Polish-Jewish modern artist

Zygmunt (Sigmund) Menkes (May 6, 1896 – August 20, 1986) was a Polish-Jewish modern painter and a member of the School of Paris during the 1920s and 1930s. Menkes emigrated to the United States in 1935 where he remained active until his death in 1986. His later work has been associated with colorist painting and expressionism.

== Life and work ==
Zygmunt Menkes was born in Lemberg on May 6, 1896. He studied at the Academy of Fine Arts, Krakow, graduating in 1922, before moving to Berlin and then Paris in 1923. He became a member of Ecole de Paris, an artistic community of avant-garde artists from around Europe, primarily from Central and Eastern Europe, working together in Paris in a variety of figurative styles. He developed close friendships with Eugeniusz Zak and Marc Chagall. Menkes participated in numerous salons between 1924 and 1928 in Paris, including multiple times in Salon d'Automne and Salon Des Independants.

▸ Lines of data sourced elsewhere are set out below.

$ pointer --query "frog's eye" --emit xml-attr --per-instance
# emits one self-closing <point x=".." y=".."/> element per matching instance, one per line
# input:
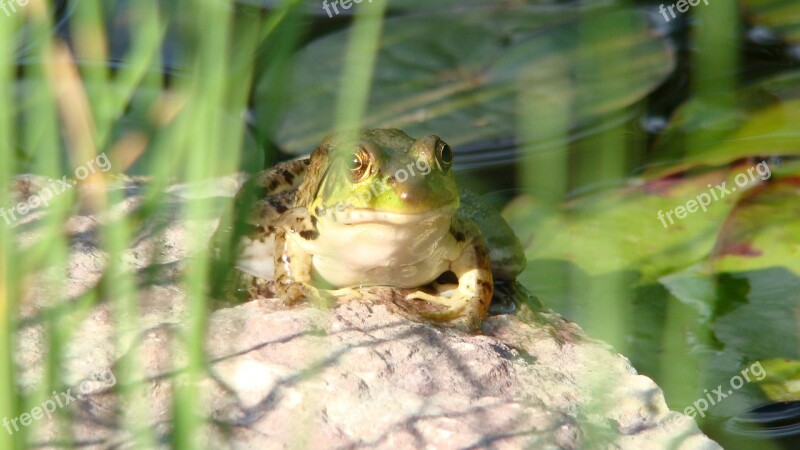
<point x="444" y="154"/>
<point x="361" y="164"/>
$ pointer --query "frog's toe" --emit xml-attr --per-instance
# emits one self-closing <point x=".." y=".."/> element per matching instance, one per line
<point x="437" y="307"/>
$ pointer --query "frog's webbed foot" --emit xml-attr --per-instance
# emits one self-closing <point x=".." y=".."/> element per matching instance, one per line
<point x="468" y="302"/>
<point x="293" y="264"/>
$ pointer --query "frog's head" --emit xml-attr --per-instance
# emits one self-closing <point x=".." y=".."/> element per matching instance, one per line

Menkes moved to the United States in 1935, where he worked with the Associated American Artists and became a lecturer at the Art Students League of New York. He continued to exhibit in the U.S. and Europe, joining the colorist group known as Nowa Generacja (New Generation) and Zwornik (Keystone) in the 1930s. In the U.S., he was awarded the Carol H. Beck Medal of the Pennsylvania Academy of Fine Arts in 1943, the Gold Medal of the Corcoran Gallery in 1947, the Andrew Carnegie Award of the National Academy of Design in 1955, and the Alfred Jurzykowski Award in 1967. He died at the age of 91 on August 20, 1986 in New York of a heart attack. His works are in permanent collections located in many locations including, but not limited to: The Philadelphia Museum of Art, the Whitney Museum of American Art in New York, the Jewish Museum in New York, and the Tel Aviv Museum of Art.